Hampir 61 Ribu Anak di Kalsel Tidak Sekolah, Kabupaten Banjar Tertinggi

BANJARMASIN, Lensa-Banua. Com — Persoalan pendidikan kembali menjadi sorotan tajam di Kalimantan Selatan. Hingga Juli 2025, tercatat sebanyak 60.996 anak di Kalsel tidak mengenyam bangku sekolah, sebuah angka yang mengejutkan sekaligus memprihatinkan. Data ini disampaikan Kepala Balai Penjamin Mutu Pendidikan (BPMP) Kalsel, Yuli Haryanto, dalam kegiatan konsinyering yang digelar di Gedung Batas Kota, Banjarmasin, Selasa (22/7), yang turut melibatkan puluhan mahasiswa dari berbagai perguruan tinggi.
“Anak tidak sekolah ini terdiri dari berbagai kategori, mulai dari yang putus sekolah, lulus namun tidak melanjutkan, hingga yang belum pernah sekolah sama sekali,” ujar Yuli di hadapan peserta.
Tiga wilayah penyumbang angka tertinggi anak tidak sekolah adalah Kabupaten Banjar sebanyak 10.542 anak, disusul Kotabaru dengan 8.341 anak, dan Kota Banjarmasin mencapai 7.378 anak.
Menurut Yuli, angka ini merupakan alarm serius yang memerlukan tindakan kolaboratif lintas sektor. Ia menekankan perlunya keterlibatan semua pihak, khususnya pemerintah provinsi, untuk mengurai kompleksitas permasalahan ini.

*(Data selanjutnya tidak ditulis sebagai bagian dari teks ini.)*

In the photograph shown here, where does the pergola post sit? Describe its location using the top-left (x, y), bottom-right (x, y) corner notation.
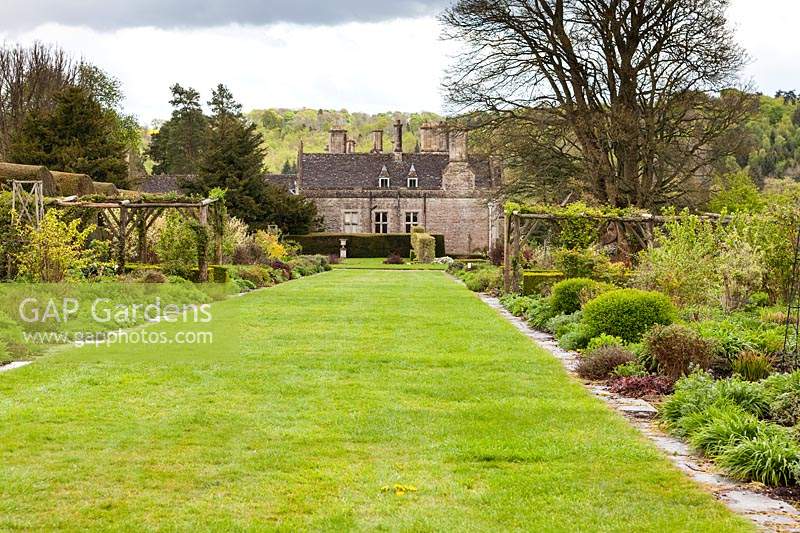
top-left (117, 205), bottom-right (128, 274)
top-left (197, 201), bottom-right (208, 283)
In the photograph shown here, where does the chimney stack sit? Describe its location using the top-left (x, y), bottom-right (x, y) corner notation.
top-left (372, 130), bottom-right (383, 154)
top-left (449, 130), bottom-right (467, 162)
top-left (394, 118), bottom-right (403, 154)
top-left (328, 128), bottom-right (347, 154)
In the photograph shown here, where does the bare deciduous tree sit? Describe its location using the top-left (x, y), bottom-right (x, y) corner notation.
top-left (442, 0), bottom-right (756, 207)
top-left (0, 43), bottom-right (82, 160)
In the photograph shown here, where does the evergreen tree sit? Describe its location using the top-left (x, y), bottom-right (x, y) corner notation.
top-left (180, 85), bottom-right (317, 232)
top-left (149, 83), bottom-right (209, 174)
top-left (8, 87), bottom-right (128, 188)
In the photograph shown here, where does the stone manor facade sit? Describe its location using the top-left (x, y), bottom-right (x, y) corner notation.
top-left (293, 120), bottom-right (503, 255)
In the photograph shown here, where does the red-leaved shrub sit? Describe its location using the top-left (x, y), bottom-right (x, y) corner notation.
top-left (611, 376), bottom-right (674, 398)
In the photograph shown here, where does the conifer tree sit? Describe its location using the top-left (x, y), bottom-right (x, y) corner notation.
top-left (8, 87), bottom-right (128, 187)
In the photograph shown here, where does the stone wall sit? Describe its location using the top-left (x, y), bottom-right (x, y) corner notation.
top-left (307, 191), bottom-right (499, 255)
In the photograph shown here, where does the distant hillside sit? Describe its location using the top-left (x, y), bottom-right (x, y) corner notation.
top-left (247, 109), bottom-right (441, 173)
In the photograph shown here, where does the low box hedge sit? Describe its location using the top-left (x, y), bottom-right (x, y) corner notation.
top-left (286, 233), bottom-right (445, 258)
top-left (522, 270), bottom-right (564, 296)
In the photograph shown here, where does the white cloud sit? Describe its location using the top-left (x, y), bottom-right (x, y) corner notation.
top-left (0, 17), bottom-right (452, 122)
top-left (729, 0), bottom-right (800, 95)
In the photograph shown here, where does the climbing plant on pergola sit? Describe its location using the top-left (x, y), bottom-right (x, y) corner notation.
top-left (503, 203), bottom-right (725, 291)
top-left (55, 197), bottom-right (224, 282)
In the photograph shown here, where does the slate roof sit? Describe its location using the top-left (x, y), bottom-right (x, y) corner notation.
top-left (301, 153), bottom-right (492, 189)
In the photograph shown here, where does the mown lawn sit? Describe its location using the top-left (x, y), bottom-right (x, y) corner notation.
top-left (0, 270), bottom-right (750, 531)
top-left (331, 257), bottom-right (447, 270)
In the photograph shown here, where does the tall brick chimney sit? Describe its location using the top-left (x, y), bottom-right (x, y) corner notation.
top-left (328, 128), bottom-right (347, 154)
top-left (449, 130), bottom-right (467, 162)
top-left (372, 130), bottom-right (383, 154)
top-left (394, 119), bottom-right (403, 154)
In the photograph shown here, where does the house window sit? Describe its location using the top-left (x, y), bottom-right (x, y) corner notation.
top-left (342, 211), bottom-right (361, 233)
top-left (374, 211), bottom-right (389, 233)
top-left (406, 211), bottom-right (419, 233)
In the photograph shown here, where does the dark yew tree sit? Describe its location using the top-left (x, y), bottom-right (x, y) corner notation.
top-left (180, 85), bottom-right (316, 233)
top-left (7, 87), bottom-right (129, 188)
top-left (149, 83), bottom-right (209, 174)
top-left (442, 0), bottom-right (756, 207)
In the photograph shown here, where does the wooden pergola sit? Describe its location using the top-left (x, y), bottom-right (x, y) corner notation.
top-left (55, 196), bottom-right (222, 282)
top-left (503, 211), bottom-right (726, 292)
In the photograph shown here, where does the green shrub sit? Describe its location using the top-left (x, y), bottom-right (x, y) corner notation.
top-left (545, 311), bottom-right (581, 338)
top-left (660, 372), bottom-right (769, 435)
top-left (686, 403), bottom-right (762, 457)
top-left (717, 426), bottom-right (800, 486)
top-left (612, 360), bottom-right (648, 379)
top-left (411, 226), bottom-right (436, 263)
top-left (769, 390), bottom-right (800, 426)
top-left (525, 298), bottom-right (556, 330)
top-left (586, 333), bottom-right (624, 352)
top-left (558, 322), bottom-right (592, 351)
top-left (286, 233), bottom-right (445, 258)
top-left (550, 278), bottom-right (597, 315)
top-left (462, 267), bottom-right (503, 292)
top-left (575, 346), bottom-right (634, 381)
top-left (522, 270), bottom-right (564, 295)
top-left (644, 324), bottom-right (715, 379)
top-left (583, 289), bottom-right (676, 342)
top-left (731, 352), bottom-right (772, 381)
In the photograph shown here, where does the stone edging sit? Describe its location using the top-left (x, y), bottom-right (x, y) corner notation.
top-left (478, 294), bottom-right (800, 533)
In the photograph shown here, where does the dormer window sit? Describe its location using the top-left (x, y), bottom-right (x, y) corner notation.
top-left (407, 163), bottom-right (419, 189)
top-left (378, 165), bottom-right (391, 189)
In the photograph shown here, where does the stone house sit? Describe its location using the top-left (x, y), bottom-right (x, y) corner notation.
top-left (294, 121), bottom-right (503, 255)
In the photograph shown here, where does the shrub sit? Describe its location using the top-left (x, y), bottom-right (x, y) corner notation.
top-left (586, 333), bottom-right (624, 352)
top-left (411, 226), bottom-right (436, 263)
top-left (383, 254), bottom-right (406, 265)
top-left (525, 298), bottom-right (555, 330)
top-left (550, 278), bottom-right (597, 315)
top-left (611, 374), bottom-right (673, 398)
top-left (689, 403), bottom-right (762, 457)
top-left (612, 360), bottom-right (648, 376)
top-left (155, 211), bottom-right (197, 272)
top-left (522, 270), bottom-right (564, 296)
top-left (142, 270), bottom-right (167, 283)
top-left (731, 352), bottom-right (772, 381)
top-left (16, 209), bottom-right (94, 283)
top-left (558, 322), bottom-right (592, 351)
top-left (253, 230), bottom-right (287, 261)
top-left (584, 289), bottom-right (676, 342)
top-left (463, 267), bottom-right (503, 292)
top-left (286, 233), bottom-right (445, 257)
top-left (644, 324), bottom-right (714, 380)
top-left (769, 390), bottom-right (800, 426)
top-left (717, 426), bottom-right (800, 486)
top-left (576, 346), bottom-right (634, 380)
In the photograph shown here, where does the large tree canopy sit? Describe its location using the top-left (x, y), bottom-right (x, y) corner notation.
top-left (442, 0), bottom-right (754, 207)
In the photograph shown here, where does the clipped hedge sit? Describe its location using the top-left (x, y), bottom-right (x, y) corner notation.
top-left (522, 270), bottom-right (564, 296)
top-left (286, 233), bottom-right (445, 258)
top-left (583, 289), bottom-right (677, 342)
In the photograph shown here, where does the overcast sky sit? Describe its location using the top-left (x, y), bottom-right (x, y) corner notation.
top-left (0, 0), bottom-right (800, 122)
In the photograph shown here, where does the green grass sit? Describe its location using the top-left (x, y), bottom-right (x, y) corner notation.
top-left (331, 257), bottom-right (447, 270)
top-left (0, 271), bottom-right (752, 532)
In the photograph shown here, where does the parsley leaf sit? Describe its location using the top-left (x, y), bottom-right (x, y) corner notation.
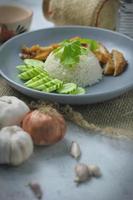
top-left (54, 38), bottom-right (97, 67)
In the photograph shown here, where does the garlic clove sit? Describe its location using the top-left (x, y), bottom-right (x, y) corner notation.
top-left (88, 165), bottom-right (101, 177)
top-left (74, 163), bottom-right (91, 183)
top-left (28, 182), bottom-right (43, 199)
top-left (70, 141), bottom-right (81, 159)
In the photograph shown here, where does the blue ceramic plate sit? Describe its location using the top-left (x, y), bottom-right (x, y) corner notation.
top-left (0, 26), bottom-right (133, 104)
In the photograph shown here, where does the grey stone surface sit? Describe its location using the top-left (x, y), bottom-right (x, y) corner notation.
top-left (0, 0), bottom-right (133, 200)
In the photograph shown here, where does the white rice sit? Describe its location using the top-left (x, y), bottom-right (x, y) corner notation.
top-left (44, 52), bottom-right (102, 87)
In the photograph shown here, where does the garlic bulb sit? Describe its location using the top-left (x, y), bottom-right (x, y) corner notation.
top-left (70, 141), bottom-right (81, 159)
top-left (0, 126), bottom-right (33, 165)
top-left (0, 96), bottom-right (30, 128)
top-left (75, 163), bottom-right (91, 183)
top-left (88, 165), bottom-right (101, 177)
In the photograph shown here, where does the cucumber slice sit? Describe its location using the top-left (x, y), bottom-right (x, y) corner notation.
top-left (24, 59), bottom-right (44, 68)
top-left (57, 83), bottom-right (77, 94)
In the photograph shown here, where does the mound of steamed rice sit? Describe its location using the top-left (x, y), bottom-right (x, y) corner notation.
top-left (44, 52), bottom-right (102, 87)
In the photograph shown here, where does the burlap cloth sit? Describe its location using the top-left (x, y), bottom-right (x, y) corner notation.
top-left (42, 0), bottom-right (119, 30)
top-left (0, 77), bottom-right (133, 139)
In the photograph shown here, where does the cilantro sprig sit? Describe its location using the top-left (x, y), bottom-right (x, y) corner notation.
top-left (54, 38), bottom-right (98, 67)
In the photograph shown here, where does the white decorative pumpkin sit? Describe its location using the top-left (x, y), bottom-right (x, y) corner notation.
top-left (0, 96), bottom-right (30, 128)
top-left (0, 126), bottom-right (33, 165)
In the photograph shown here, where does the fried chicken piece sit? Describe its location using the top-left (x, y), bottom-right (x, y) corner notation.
top-left (93, 43), bottom-right (110, 64)
top-left (111, 49), bottom-right (127, 76)
top-left (103, 55), bottom-right (115, 75)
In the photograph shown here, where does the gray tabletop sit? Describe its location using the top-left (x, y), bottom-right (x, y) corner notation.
top-left (0, 0), bottom-right (133, 200)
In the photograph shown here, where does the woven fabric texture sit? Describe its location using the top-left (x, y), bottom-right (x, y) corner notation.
top-left (0, 77), bottom-right (133, 138)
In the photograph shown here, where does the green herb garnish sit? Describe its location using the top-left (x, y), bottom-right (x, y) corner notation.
top-left (54, 40), bottom-right (88, 67)
top-left (54, 38), bottom-right (98, 67)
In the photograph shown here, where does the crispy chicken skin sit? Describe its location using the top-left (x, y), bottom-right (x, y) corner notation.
top-left (103, 49), bottom-right (127, 76)
top-left (103, 55), bottom-right (115, 75)
top-left (93, 43), bottom-right (110, 64)
top-left (111, 49), bottom-right (127, 76)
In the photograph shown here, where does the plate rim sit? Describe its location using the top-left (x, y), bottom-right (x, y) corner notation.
top-left (0, 25), bottom-right (133, 102)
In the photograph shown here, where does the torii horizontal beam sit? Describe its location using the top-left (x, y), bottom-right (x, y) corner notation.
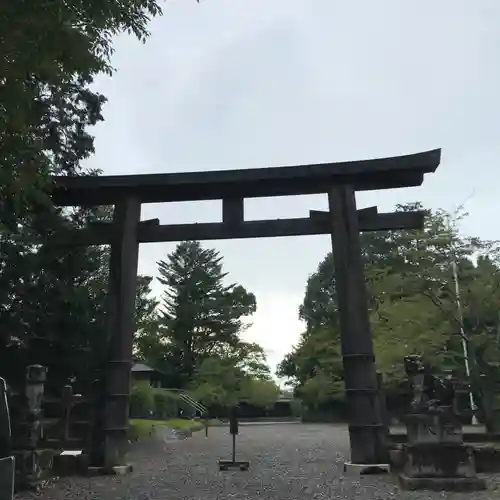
top-left (53, 207), bottom-right (424, 245)
top-left (51, 149), bottom-right (441, 206)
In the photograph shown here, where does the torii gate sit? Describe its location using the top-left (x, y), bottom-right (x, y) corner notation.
top-left (52, 149), bottom-right (441, 467)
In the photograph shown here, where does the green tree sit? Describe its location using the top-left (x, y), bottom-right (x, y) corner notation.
top-left (0, 0), bottom-right (167, 386)
top-left (278, 203), bottom-right (500, 402)
top-left (0, 0), bottom-right (161, 223)
top-left (150, 241), bottom-right (256, 387)
top-left (190, 348), bottom-right (279, 408)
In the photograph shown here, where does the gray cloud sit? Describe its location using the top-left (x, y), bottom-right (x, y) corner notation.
top-left (84, 0), bottom-right (500, 366)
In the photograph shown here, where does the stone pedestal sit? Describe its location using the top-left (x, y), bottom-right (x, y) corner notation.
top-left (399, 413), bottom-right (486, 491)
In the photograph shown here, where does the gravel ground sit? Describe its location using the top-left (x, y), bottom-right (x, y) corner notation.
top-left (18, 424), bottom-right (500, 500)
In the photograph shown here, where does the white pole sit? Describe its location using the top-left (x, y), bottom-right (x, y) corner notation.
top-left (451, 256), bottom-right (479, 425)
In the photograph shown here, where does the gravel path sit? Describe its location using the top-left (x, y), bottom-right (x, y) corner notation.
top-left (15, 424), bottom-right (500, 500)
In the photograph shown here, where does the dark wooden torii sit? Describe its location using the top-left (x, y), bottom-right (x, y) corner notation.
top-left (51, 149), bottom-right (441, 467)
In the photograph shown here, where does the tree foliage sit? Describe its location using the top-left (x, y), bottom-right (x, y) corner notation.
top-left (138, 241), bottom-right (260, 390)
top-left (278, 203), bottom-right (500, 406)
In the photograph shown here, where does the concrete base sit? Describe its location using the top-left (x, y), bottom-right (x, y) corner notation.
top-left (219, 460), bottom-right (250, 471)
top-left (398, 474), bottom-right (486, 491)
top-left (0, 457), bottom-right (15, 500)
top-left (344, 462), bottom-right (391, 476)
top-left (87, 465), bottom-right (134, 476)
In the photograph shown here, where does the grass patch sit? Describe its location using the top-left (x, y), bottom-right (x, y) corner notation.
top-left (128, 418), bottom-right (218, 442)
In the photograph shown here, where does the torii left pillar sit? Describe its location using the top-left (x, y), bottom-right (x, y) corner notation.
top-left (102, 197), bottom-right (141, 471)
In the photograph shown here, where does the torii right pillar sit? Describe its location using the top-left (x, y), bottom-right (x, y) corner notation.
top-left (328, 185), bottom-right (387, 467)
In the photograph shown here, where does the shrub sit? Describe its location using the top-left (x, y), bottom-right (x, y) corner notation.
top-left (130, 382), bottom-right (155, 418)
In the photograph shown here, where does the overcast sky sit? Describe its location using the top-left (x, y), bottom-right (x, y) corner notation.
top-left (89, 0), bottom-right (500, 374)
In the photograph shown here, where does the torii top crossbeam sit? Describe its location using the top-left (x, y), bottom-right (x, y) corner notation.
top-left (52, 149), bottom-right (441, 206)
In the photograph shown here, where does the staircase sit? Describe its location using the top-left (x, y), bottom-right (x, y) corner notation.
top-left (163, 389), bottom-right (208, 416)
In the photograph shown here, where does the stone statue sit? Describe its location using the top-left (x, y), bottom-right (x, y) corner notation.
top-left (404, 354), bottom-right (455, 413)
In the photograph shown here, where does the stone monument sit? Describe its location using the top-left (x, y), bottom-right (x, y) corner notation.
top-left (0, 378), bottom-right (14, 500)
top-left (399, 355), bottom-right (486, 491)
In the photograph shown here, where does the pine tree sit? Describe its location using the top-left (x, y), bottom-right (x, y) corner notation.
top-left (158, 241), bottom-right (256, 387)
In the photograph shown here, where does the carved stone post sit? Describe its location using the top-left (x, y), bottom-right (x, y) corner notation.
top-left (0, 378), bottom-right (14, 500)
top-left (15, 365), bottom-right (47, 487)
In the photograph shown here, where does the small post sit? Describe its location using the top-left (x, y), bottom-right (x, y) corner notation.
top-left (15, 365), bottom-right (47, 488)
top-left (219, 406), bottom-right (250, 471)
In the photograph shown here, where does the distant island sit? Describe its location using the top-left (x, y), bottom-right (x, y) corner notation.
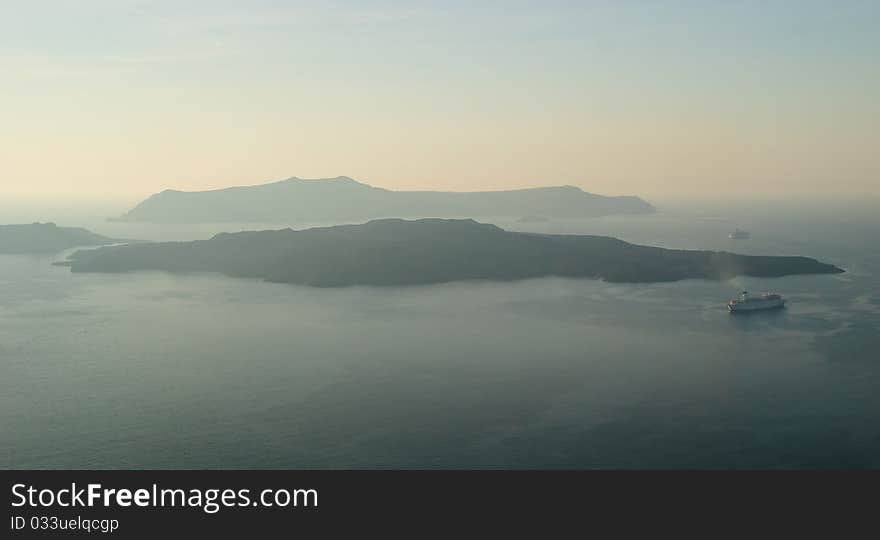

“Kami sangat berharap ada campur tangan nyata, terutama dari pemerintah provinsi, dalam menangani persoalan anak tidak sekolah ini. Tidak bisa hanya mengandalkan satu institusi,” tegasnya.
Masalah keterbatasan infrastruktur pendidikan pun tak luput dari perhatian. Dalam kesempatan yang sama, Yuli mengungkap bahwa lebih dari 800 sekolah di Kalsel mengalami kerusakan, sebagian di antaranya dalam kondisi berat. “Kondisi fisik sekolah yang tidak layak juga turut berkontribusi terhadap rendahnya minat dan akses anak untuk bersekolah,” ujarnya.
“Ini pekerjaan rumah besar bagi Dinas Pendidikan, baik provinsi maupun kabupaten/kota. Harus ada sinergi dan pemetaan ulang,” katanya.
Sementara itu, Kepala Dinas Pendidikan Dan Kebudayaan Prov. kalsel, Dr. Ir. Hj. Galuh Tantri Narinda, S.T., M.T., menyebut tingginya jumlah anak tidak sekolah sebagai cerminan krisis sistemik. Ia menilai perlu adanya pendekatan yang lebih komprehensif, tidak hanya dengan program insidental.
“Kita bicara soal ekosistem pendidikan yang inklusif. Bukan hanya bangku sekolah, tapi juga akses, fasilitas, tenaga pengajar, serta dukungan keluarga,” ucap Galuh Tantri.
Ia mendorong agar kebijakan pendidikan lebih responsif terhadap kondisi daerah, termasuk tantangan geografis dan sosial ekonomi di Kalsel.
Di tengah berbagai persoalan yang terungkap, forum tersebut sepakat bahwa data ini bukan sekadar angka statistik, melainkan cermin nyata wajah pendidikan di Kalsel saat ini. Semua pihak, mulai dari pemerintah, legislatif, akademisi, hingga masyarakat sipil, diharapkan bisa mengambil peran aktif dalam menyelesaikan krisis anak tidak sekolah.
“Kita harus bergerak bersama. Pendidikan adalah hak anak dan tanggung jawab kita semua,” pungkas Galuh.